Highlights & Insights¶
- Correcting Widespread Misuse: Overturns the 6-year misuse of the best-of-n KL divergence "formula" in multiple top-tier conference papers, which impacts key comparison curves in works like Gao et al. (2023) and Llama 2.
- Good News: That the classical formula is an upper bound means the actual reward-KL trade-off of best-of-n is better than reported in the literature, further strengthening its position as a strong baseline.
- Practical Estimator: The new estimator only requires observing the reference probability \(\varepsilon_n\) of the selected sample, making it simple to compute with controlled variance (requiring only \(M = O(\log n \cdot \log(1/\delta))\) samples).
- Unified Theoretical Framework: Simultaneously analyzes best-of-n and rewind-and-repeat, proving that best-of-n is approximately optimal in terms of the win rate vs KL trade-off.
- Key Insight: Rényi entropy \(H_2\) is the core quantity controlling all gaps—under high Rényi entropy (many low-probability outputs), the classical formula works well; under low Rényi entropy, it fails.
Limitations & Future Work¶
- Unproven Conjectures: Conjecture 4.4 (the expected value of the estimator is an upper bound of KL) and Conjecture 7.2 (the upper bound of the win rate-KL trade-off) are only validated numerically and lack rigorous proofs.
- Discrete Output Assumption: The analysis assumes a finite output space; extending this to continuous outputs (such as diffusion models) is left to future work (e.g., Mroueh 2024).
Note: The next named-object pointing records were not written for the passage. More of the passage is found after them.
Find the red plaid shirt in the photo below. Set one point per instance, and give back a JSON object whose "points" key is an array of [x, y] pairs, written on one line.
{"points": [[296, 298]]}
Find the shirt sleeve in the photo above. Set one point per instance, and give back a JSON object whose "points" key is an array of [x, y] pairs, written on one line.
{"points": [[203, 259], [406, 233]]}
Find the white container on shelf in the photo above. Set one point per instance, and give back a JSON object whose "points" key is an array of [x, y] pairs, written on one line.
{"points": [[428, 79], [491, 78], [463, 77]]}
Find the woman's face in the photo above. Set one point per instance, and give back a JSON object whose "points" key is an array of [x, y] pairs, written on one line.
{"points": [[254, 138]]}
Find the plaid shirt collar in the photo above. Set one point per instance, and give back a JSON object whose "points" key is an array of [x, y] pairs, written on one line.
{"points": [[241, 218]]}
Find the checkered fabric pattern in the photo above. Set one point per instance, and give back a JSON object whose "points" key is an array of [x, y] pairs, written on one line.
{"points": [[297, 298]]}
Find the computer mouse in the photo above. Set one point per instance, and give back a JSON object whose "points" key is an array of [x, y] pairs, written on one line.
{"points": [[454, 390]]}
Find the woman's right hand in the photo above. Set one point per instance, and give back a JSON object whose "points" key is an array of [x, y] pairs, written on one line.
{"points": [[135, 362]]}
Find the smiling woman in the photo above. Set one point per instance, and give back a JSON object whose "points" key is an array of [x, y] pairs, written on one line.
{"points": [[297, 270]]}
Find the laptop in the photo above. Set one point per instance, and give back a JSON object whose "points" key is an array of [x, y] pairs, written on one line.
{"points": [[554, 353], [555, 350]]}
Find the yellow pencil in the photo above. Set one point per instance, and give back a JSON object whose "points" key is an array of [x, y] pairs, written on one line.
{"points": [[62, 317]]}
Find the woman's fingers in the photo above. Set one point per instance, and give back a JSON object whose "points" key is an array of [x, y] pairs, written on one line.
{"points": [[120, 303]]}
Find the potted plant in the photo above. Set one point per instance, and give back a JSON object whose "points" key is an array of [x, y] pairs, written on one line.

- Unique Reward Assumption: Assumption 2.1 requires unique reward values, whereas in practice, there may be many tied samples.
- No Practical LLM Alignment Experiments: All experiments are synthetic or small-scale, without verifying the estimator's utility in actual RLHF pipelines.
- Estimator Requires \(\pi_{\text{ref}}(\mathbf{y}|\mathbf{x})\): Calculating the complete sequence probability in autoregressive models is feasible but requires an extra forward pass.
Rating¶
- Novelty: ⭐⭐⭐⭐ — Overturns a widely used "formula" and proposes tighter theoretical bounds and a practical estimator.
- Experimental Thoroughness: ⭐⭐⭐ — Synthetic experiments are sufficient, but lacks validation in large-scale practical alignment scenarios.
- Writing Quality: ⭐⭐⭐⭐⭐ — Rigorous and clear reasoning, progressing step-by-step from counterexamples to theorems and the estimator.
- Value: ⭐⭐⭐⭐ — Holds significant corrective value for the LLM alignment community, already cited and extended by multiple subsequent works.